I'm designing a "view" handling system for a game. The goal is to be able to have different "views" that can be shown in sequence or stacked on-top of each other. For example, the initial splash screen is one View
and the main menu that follows the splash screen is also a View
which is rendered when the splash screen terminates. The camera view of the game world is also a View
and the HUD is a View
that is rendered on top of the game View
.
While defining the interface for View
I realize that the stacked nature of View
s corresponds to the input focus priority. I.e. the View
that's at the top of the stack should be offered to act on any user input before any other View
s because in essence it is in the "foreground" for focus.
So the design of the interface for View
looks like this at the moment:
/**
* Interface for a "view". A view is a renderable target that can accept user input.
*
* One can think of it as a "layer", many layers can be drawn over each other in a
* stack like fashion where the input focus travels from the top to the bottom of
* the stack.
*/
class IView{
public:
virtual ~IView() {}
IView(const IView&) = delete; // Not allowed
void operator = (const IView&) = delete; // Not allowed
/**
* Called to handle user keyboard input. May be called multiple times per update.
* @param aKeyEvent The type of input event.
* @param aKeyCode The key code of the event key.
* @param aKeyboardState The current state of they keyboard.
* @return True if the event was handled. False if the event should continue to lower views.
*/
virtual bool handleInput(KeyEvent aKeyEvent, KeyCode aKeyCode, const KeyboardState& aKeyboardState) = 0;
/**
* Called to handle user mouse clicks. May be called multiple times per update.
* @param aMouseButtonEvent The event to handle.
* @param aMouseButton Which button it was.
* @param aMouseState The current mouse state.

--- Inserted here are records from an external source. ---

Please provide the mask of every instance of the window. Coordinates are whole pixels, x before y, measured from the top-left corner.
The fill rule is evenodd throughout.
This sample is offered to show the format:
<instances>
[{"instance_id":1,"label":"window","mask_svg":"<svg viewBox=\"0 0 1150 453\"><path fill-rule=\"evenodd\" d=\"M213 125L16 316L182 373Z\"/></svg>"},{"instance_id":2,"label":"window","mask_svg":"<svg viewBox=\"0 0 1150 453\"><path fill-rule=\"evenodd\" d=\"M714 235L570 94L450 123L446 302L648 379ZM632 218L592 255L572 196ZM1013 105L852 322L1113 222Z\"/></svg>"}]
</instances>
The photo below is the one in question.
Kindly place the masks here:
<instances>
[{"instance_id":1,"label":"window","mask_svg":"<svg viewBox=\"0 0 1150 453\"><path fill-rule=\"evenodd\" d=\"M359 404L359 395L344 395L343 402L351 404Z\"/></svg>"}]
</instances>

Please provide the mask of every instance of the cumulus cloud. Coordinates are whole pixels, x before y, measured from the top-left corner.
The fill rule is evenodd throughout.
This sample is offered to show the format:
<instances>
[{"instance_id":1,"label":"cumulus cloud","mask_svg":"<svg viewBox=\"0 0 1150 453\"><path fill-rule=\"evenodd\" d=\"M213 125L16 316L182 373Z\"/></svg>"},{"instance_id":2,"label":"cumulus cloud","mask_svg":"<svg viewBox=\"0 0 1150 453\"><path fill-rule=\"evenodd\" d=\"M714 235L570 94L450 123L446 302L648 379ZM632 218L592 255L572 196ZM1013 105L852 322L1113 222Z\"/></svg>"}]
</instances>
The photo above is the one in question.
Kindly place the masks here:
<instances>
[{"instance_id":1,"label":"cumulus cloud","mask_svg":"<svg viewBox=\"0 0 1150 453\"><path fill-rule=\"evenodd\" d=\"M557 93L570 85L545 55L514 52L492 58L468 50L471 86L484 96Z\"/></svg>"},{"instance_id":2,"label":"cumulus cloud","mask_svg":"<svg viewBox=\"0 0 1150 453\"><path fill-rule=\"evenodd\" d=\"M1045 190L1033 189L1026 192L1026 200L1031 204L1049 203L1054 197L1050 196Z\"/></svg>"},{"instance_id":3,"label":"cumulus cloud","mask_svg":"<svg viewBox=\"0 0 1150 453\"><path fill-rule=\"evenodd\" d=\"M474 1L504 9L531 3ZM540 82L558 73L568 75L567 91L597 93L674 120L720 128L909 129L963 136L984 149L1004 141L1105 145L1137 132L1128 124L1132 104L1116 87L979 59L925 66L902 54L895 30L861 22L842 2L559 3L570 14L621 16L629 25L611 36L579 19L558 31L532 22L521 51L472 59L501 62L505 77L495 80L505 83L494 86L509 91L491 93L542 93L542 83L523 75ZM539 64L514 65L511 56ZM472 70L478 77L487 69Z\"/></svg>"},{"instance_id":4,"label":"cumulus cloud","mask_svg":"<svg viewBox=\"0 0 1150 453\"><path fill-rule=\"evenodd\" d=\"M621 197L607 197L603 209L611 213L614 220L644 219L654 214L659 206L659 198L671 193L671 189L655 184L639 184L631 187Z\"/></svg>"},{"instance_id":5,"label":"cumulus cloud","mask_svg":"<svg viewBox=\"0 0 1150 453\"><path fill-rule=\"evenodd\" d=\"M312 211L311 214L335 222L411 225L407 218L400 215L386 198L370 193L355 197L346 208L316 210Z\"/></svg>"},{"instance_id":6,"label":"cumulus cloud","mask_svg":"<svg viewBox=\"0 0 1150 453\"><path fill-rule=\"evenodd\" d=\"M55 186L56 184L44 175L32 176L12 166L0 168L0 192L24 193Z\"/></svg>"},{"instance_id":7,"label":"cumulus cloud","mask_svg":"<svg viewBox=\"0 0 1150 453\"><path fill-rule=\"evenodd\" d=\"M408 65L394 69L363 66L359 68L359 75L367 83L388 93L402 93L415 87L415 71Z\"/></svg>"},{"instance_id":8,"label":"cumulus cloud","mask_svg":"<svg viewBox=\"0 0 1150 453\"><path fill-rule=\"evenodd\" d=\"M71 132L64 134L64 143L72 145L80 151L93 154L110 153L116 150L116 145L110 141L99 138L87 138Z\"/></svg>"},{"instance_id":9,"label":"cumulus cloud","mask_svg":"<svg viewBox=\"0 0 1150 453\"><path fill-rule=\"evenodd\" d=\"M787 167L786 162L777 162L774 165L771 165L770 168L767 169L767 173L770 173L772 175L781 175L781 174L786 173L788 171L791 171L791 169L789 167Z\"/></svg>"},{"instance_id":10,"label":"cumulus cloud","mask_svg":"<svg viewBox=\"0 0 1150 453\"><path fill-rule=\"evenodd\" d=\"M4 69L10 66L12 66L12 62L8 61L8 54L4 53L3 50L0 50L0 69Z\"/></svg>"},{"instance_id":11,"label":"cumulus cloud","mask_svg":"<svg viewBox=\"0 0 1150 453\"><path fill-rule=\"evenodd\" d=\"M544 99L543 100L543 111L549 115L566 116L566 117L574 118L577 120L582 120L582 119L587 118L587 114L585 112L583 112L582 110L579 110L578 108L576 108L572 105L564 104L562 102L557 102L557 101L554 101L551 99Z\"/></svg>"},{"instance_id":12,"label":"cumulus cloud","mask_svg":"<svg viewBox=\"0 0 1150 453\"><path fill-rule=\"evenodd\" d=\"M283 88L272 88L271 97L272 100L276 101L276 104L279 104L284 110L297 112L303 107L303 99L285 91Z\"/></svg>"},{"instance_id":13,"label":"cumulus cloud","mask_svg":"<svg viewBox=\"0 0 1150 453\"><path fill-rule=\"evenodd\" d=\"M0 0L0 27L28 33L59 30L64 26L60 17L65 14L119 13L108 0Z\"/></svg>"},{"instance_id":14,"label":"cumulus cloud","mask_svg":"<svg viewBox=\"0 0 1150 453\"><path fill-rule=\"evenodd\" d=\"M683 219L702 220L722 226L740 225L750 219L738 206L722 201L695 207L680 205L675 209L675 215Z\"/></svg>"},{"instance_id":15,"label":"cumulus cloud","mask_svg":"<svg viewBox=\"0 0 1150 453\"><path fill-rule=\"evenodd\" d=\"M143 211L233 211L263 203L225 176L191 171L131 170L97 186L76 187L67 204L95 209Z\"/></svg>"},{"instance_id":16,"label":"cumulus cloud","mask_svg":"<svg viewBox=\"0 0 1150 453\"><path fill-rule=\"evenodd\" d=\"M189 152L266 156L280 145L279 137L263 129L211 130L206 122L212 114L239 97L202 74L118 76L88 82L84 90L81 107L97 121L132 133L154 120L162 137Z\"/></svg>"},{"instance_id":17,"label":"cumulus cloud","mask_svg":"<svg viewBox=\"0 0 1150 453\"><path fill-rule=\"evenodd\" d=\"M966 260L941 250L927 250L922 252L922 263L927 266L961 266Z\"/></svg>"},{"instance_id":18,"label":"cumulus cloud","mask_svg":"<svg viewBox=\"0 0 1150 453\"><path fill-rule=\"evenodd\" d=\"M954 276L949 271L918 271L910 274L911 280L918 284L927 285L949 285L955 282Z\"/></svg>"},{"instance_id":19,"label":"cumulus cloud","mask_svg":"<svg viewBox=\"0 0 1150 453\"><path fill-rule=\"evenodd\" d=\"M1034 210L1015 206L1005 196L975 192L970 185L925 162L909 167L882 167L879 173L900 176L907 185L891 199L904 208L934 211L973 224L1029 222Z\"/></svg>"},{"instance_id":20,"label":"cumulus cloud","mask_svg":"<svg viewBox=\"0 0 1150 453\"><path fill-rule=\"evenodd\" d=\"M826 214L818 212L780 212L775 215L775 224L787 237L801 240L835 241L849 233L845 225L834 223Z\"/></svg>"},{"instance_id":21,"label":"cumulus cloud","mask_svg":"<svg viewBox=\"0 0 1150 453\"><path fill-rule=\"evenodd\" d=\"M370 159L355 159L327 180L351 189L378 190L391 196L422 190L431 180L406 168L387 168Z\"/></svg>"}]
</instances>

* @return True if the event was handled. False if the event should continue to lower views.
*/
virtual bool handleInput(MouseButtonEvent aMouseButtonEvent, MouseButton aMouseButton,
const MouseState& aMouseState) = 0;
/**
* Called to handle user mouse movement. Only called once per update.
* @param aMouseEvent The event to handle.
* @param aMouseState
* @return True if the event was handled. False if the event should continue to lower views.
*/
virtual bool handleInput(MouseMoveEvent aMouseMoveEvent, const MouseState& aMouseState) = 0;
/**
* Called when this view becomes the foreground view.
*/
virtual void foreground() = 0;
/**
* Called when this view loses its foreground status and
* has another view drawn over it.
*/
virtual void background() = 0;
/**
* Called once every frame to perform periodic processing and rendering.
*/
virtual void update() = 0;
};
This isn't the final interface, I'm just prototyping at the moment. But it gives you an idea.
Consider a game View
, with a HUD on top, and then the game is paused so a pause View
is rendered on top of the HUD. The pause View
is offered first chance to act on user input to continue the game and it swallows all other input. To me this makes perfect sense.
Now, not all View
s are necessarily interested in receiving input. Some might only be interested in mouse events and some might only be interested in keyboard events. My initial approach was to just let them have pass-through input handlers. But then I remembered the Interface Segregation Principle so it would make sense to define two more interfaces IKeyboardHandler
and IMouseHandler
and let the relevant View
classes implement those when needed. But then I need to use dynamic_cast
when passing input to the View
objects to see if a particular View
implements for example IKeyboardHandler
.
I'm not sure if this approach is any more elegant than having empty input handlers and I'm looking for input and ideas on the design.